Surgery is the cornerstone of thyroid carcinoma management. However, 53.4% of patients did not undergo any surgical procedure, largely due to advanced T4 lesions or ATC diagnosis. When performed, thyroidectomy types included unspecified (17.8%), subtotal (15.3%), and total thyroidectomy (8.5%). Lobectomy alone was rare (0.8%), likely due to the scarcity of early-stage tumors.
Mortality among patients with anaplastic and poorly differentiated carcinomas was 60% and 42.9% respectively—lower than some literature citing near 100% mortality but still significantly higher than among patients with DTCs (p = 0.007). Among DTC subtypes (PTC, FTC, HCC), no significant survival differences were observed (p = 0.17), and PTC generally showed favorable survival outcomes, consistent with literature.
T4 lesions were significantly associated with lower survival (p = 0.002), reinforcing the importance of tumor staging. Among 74 patients for whom radioactive iodine (RAI) was indicated, only two could afford treatment abroad, highlighting a major care gap.

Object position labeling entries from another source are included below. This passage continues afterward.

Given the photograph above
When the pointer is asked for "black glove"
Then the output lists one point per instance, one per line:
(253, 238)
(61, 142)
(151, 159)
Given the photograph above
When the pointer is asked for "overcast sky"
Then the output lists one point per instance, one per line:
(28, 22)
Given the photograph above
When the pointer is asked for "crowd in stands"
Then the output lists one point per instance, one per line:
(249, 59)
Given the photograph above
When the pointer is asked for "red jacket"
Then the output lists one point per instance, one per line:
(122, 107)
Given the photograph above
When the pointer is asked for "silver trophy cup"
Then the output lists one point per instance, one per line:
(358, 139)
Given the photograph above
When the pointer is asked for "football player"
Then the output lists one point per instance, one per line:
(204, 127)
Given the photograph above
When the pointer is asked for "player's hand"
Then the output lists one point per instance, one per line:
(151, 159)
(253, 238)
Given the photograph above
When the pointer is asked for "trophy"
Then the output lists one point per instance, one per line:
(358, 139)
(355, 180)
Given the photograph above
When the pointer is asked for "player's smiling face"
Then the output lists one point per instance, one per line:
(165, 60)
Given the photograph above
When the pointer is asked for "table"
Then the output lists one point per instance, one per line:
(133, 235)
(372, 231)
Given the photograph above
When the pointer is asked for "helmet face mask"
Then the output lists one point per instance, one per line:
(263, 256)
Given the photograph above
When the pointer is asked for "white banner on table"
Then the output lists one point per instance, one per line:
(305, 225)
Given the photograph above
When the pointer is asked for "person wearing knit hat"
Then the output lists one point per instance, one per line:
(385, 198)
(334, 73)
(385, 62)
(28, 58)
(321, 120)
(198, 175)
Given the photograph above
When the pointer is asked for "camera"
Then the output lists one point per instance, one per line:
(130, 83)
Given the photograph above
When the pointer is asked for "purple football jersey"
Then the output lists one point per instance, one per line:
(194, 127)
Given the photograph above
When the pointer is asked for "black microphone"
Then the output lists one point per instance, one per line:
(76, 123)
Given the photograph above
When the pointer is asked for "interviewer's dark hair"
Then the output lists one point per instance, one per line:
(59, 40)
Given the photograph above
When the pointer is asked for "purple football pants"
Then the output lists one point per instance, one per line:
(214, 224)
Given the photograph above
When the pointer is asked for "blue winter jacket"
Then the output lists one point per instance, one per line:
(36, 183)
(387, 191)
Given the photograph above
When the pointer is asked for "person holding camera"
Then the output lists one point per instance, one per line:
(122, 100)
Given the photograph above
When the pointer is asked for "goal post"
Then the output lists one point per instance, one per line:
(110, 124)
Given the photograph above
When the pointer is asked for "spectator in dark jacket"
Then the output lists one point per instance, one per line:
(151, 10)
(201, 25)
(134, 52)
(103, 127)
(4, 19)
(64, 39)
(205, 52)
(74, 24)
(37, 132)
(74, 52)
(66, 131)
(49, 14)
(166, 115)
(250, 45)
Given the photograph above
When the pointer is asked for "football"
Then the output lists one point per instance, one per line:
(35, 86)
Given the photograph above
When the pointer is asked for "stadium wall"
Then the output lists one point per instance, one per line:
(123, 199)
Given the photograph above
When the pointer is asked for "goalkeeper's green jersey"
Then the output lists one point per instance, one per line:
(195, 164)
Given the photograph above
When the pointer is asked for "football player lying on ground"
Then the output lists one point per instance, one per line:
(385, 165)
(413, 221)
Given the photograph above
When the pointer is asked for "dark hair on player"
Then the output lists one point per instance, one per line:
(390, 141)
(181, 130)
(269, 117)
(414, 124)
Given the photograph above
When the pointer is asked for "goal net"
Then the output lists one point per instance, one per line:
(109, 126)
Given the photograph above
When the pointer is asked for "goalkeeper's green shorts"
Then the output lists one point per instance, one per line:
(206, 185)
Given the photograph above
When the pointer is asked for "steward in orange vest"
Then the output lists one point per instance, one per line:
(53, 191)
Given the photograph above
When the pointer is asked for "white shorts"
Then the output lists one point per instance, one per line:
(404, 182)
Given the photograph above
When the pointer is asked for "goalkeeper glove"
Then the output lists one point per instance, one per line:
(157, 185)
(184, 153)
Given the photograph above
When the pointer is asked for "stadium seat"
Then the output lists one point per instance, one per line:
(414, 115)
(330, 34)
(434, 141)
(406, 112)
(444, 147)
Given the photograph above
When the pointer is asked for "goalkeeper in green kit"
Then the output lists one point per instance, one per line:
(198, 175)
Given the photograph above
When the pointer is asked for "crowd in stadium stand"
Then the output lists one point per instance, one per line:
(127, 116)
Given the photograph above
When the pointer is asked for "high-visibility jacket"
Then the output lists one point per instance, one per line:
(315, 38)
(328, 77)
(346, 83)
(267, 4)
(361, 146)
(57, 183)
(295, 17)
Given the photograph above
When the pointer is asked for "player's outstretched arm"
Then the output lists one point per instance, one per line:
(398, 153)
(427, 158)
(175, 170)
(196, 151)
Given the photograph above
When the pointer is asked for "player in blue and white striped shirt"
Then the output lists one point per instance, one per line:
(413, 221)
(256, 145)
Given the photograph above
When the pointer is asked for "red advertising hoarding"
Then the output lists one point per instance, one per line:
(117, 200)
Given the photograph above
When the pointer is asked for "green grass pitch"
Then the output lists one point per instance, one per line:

TSH suppression therapy was administered to 71 DTC patients. A simple linear regression showed that a 1 μg increase in thyroxine dose significantly reduced TSH by 0.083 μIU/mL. Despite lacking unified national guidelines, a mean TSH < 0.1 μIU/mL was achieved in 49.2% of patients, and TSH < 1 μIU/mL in 92%. Only 4.6% achieved a TSH < 0.05 μIU/mL, the strictest recommended target for high-risk patients, suggesting the need for better optimization of TSH suppression.
Limitations of the Study
This retrospective cohort study is susceptible to inherent biases such as poor clinical documentation, inconsistent evaluations, and incomplete follow-up. The short follow-up period is another constraint, especially for DTC patients who typically have longer survival. The small sample size also limits the generalizability of findings.
Conclusions
To improve thyroid cancer outcomes in Ethiopia, the health system must prioritize establishing a nuclear medicine facility for diagnostic and therapeutic purposes, especially for radioiodine therapy. Additionally, a robust, centralized health information registry would support better tracking of patient outcomes and facilitate long-term prospective cohort studies—particularly valuable for differentiated thyroid cancers, which require extended follow-up.